Banana Espresso Chocolate Chip Muffins
User Reviews
4.8
Banana Espresso Chocolate Chip Muffins
Description
The recipe starts by mixing mashed ripe bananas with granulated sugar, light brown sugar, melted butter, whole milk, and an egg to create a moist, flavorful wet base. In a separate bowl, dry ingredients including all-purpose flour, instant espresso powder, baking soda, and salt are whisked together. The wet and dry mixtures are gently combined to prevent overmixing, preserving the muffins' soft crumb.
Semisweet chocolate chips are folded in last, adding bursts of chocolate throughout. The batter is portioned into a greased muffin tin and baked at 350 degrees Fahrenheit for 20-25 minutes until a toothpick comes out clean. Cooling before removing from the pan helps maintain structure.
The espresso powder adds depth to the flavor profile without overwhelming the banana's natural sweetness, while the chocolate chips provide contrasting texture and sweetness. These muffins offer a balanced taste suitable for breakfast or an afternoon treat.
They can be stored in an airtight container for up to two days to retain freshness.
Ingredients
- 1 1/2 cups banana mashed, very ripe, about 4 medium, 354 grams
- 1/2 cup granulated sugar 100 grams
- 1/4 cup light brown sugar firmly packed, 50 grams
- 1 unsalted butter melted, 113 grams, stick
- 1/4 cup whole milk 57 grams
- 1 egg large
- 1 1/2 cups all-purpose flour 190 grams
- 1 teaspoon instant espresso powder
- 1 1/2 teaspoons baking soda
- 1 teaspoon salt
- 1 cup semisweet chocolate chips 170 grams
Instructions
- Preheat the oven to 350 degrees. Spray a 12-cup muffin pan with nonstick cooking spray.
- In a medium bowl, stir together the bananas, sugars, butter, milk, and egg.
- In another medium bowl, whisk together the flour, instant espresso powder, baking soda, and salt. Make a well in the middle of the dry ingredients. Pour the wet ingredients into the well and stir until just combined. Fold in the chocolate chips.
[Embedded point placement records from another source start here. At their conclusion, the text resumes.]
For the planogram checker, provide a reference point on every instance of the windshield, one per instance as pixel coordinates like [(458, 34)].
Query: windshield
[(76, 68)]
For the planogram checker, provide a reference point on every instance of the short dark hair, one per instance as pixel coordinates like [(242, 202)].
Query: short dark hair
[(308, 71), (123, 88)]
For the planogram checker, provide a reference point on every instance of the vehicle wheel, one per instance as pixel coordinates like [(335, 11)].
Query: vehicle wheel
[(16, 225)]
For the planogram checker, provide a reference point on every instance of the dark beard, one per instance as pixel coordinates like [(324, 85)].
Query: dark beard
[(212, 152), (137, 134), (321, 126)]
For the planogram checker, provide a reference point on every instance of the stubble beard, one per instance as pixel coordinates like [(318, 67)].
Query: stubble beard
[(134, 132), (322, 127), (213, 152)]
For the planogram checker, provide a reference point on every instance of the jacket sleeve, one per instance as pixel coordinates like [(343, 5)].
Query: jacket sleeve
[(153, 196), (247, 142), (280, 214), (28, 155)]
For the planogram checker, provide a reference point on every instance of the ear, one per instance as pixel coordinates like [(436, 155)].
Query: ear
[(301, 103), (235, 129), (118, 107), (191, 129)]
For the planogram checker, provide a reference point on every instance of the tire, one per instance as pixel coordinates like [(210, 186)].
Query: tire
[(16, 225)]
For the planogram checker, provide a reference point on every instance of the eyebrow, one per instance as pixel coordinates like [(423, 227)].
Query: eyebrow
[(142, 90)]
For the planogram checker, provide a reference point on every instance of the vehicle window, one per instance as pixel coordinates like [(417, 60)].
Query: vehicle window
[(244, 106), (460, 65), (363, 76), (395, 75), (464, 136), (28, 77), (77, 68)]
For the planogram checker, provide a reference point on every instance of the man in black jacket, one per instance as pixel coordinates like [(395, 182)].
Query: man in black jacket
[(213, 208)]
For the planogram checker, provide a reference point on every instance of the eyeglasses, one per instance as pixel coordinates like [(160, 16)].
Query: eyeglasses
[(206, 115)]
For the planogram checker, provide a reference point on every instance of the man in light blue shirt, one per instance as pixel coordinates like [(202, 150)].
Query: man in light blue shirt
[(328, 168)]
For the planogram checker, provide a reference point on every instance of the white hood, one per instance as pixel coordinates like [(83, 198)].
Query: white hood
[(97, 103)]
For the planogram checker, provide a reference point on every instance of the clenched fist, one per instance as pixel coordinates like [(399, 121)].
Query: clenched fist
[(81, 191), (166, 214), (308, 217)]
- Fill each cup about three-quarters full. Bake in the center of the oven for 20 to 25 minutes, until a toothpick inserted in the center of a muffin comes out clean.
- Move the muffin pan to a cooling rack, and let cool for 15 minutes. After 15 minutes, remove the muffins from the pan and let them finish cooling on the cooling rack.
- Muffins can be stored in an airtight container for up to 2 days.
Notes
- Use very ripe bananas for optimal sweetness and moisture in the muffins.
- Do not overmix the batter to keep the muffins soft and tender.
- Let muffins cool for 15 minutes in the pan before removing to maintain their shape.
- Store baked muffins in an airtight container for up to two days.
- Instant espresso powder adds flavor without requiring brewing coffee.